Reflection for the Start of Lent 2011
Hierarchical Governance : Hierarchical Smokescreens
Cardinal Rigali Incenses
On Ash Wednesday, March 9th 2011, Michael Sean Winters wrote in NCR:
The announcement yesterday that 21 priests in the Archdiocese of Philadelphia were being placed on administrative leave demonstrates conclusively that the Dallas norms have failed….Last Sunday, those 21 priests presided at Mass in their parishes. Last Sunday, those 21 priests were in active ministry. The charges against them had been examined before and…what? They were either wrongly exonerated or diocesan officials decided to look the other way….And this is no ordinary diocese. It is led by a cardinal, indeed, by one of the most powerful cardinals in America given his active responsibilities as a member of the Congregation for Bishops. Over the past few years, the fastest way to become a bishop was to be a successful monsignor in Philadelphia….But we now know the man at the helm was not only derelict in his duties, he completely misunderstood the nature and import of the promises made to the faithful at Dallas….To be clear, the entire reputation of the entire American hierarchy, and that of the officials in the Vatican, is being weighed in the balance. There is nothing that has been done or said by SNAP, or by victims’ attorney Jeff Anderson, or by any of the Church’s critics that comes even close to the damage to the Church’s reputation inflicted by Cardinal Justin Rigali.

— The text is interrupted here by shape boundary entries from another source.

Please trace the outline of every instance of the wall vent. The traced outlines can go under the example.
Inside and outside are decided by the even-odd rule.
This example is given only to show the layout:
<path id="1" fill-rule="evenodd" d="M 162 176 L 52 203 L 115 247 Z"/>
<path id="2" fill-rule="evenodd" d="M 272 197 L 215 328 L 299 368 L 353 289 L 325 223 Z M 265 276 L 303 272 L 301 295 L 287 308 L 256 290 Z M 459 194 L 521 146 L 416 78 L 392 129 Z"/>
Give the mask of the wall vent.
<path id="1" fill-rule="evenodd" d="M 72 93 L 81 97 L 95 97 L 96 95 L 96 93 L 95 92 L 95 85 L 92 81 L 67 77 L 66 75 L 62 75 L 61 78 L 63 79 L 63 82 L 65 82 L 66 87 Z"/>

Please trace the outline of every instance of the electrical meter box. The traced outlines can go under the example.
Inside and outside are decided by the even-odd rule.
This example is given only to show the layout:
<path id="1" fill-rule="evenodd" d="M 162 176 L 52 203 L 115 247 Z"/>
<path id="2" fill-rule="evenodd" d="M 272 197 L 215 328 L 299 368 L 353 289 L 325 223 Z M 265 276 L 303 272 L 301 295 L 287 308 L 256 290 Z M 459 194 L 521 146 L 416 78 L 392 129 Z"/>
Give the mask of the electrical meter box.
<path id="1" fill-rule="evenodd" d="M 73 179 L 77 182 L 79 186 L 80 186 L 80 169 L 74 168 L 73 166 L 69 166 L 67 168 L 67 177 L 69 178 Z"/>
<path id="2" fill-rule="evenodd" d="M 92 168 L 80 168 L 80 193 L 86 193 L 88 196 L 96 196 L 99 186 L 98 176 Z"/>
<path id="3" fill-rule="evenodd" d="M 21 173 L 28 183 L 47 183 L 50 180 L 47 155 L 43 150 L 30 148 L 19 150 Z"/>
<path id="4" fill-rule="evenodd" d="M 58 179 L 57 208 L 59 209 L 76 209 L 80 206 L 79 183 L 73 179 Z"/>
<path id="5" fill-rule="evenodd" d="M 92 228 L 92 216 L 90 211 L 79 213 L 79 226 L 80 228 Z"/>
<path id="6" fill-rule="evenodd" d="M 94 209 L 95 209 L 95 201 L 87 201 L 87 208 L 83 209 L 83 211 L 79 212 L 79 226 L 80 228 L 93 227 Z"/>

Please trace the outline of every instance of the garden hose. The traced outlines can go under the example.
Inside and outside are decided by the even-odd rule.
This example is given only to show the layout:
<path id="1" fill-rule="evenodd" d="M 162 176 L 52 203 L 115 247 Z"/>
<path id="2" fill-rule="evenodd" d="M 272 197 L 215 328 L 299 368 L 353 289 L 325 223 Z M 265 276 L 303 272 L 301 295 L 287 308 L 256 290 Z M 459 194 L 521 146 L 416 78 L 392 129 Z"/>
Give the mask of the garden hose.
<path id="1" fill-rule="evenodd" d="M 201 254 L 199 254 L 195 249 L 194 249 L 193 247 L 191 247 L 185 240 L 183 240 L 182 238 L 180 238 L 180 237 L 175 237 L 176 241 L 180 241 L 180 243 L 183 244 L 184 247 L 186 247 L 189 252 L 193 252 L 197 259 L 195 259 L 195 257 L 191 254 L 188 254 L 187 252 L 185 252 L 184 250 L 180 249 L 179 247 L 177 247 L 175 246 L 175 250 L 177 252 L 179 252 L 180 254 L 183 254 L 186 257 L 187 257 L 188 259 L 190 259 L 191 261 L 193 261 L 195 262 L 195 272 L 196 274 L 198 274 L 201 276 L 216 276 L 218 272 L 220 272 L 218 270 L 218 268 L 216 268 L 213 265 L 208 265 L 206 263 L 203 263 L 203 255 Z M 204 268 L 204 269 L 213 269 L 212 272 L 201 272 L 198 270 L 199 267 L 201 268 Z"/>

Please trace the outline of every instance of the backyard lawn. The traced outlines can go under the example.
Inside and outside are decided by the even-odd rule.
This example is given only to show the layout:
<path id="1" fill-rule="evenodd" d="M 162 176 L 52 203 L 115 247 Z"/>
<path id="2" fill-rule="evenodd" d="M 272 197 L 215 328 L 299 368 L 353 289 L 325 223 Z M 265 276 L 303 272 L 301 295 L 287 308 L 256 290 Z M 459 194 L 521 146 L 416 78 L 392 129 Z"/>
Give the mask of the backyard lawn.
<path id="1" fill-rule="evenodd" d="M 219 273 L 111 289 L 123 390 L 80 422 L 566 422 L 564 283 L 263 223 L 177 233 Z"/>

The New Evangelization? Forget about it. Pro-life activities? Not a chance. Advocacy for the poor? It rings hollow. If the leaders of the Church cannot be trusted to keep their most solemn pledge to protect children, they cannot be trusted at all. If they fail to see this, their moral sensibility is not merely skewed, it is dead. It is not only that they cannot be trusted, it is that they should not be trusted.
Michael Sean sees reality as it is. Frankly I wonder why it has taken him so long!
And then today (the second day of Lent 2011) we read that Pope Benedict has released another book about Jesus (convenient…just in time for Lent and all that…) and he rejects the idea that Jesus was a political revolutionary (e. g. a slap in the face for any remaining liberation theology people) and insists that violent uprisings must never be carried out in God’s name.
Maybe Pope Benedict is growing restless within his own authoritarian regime?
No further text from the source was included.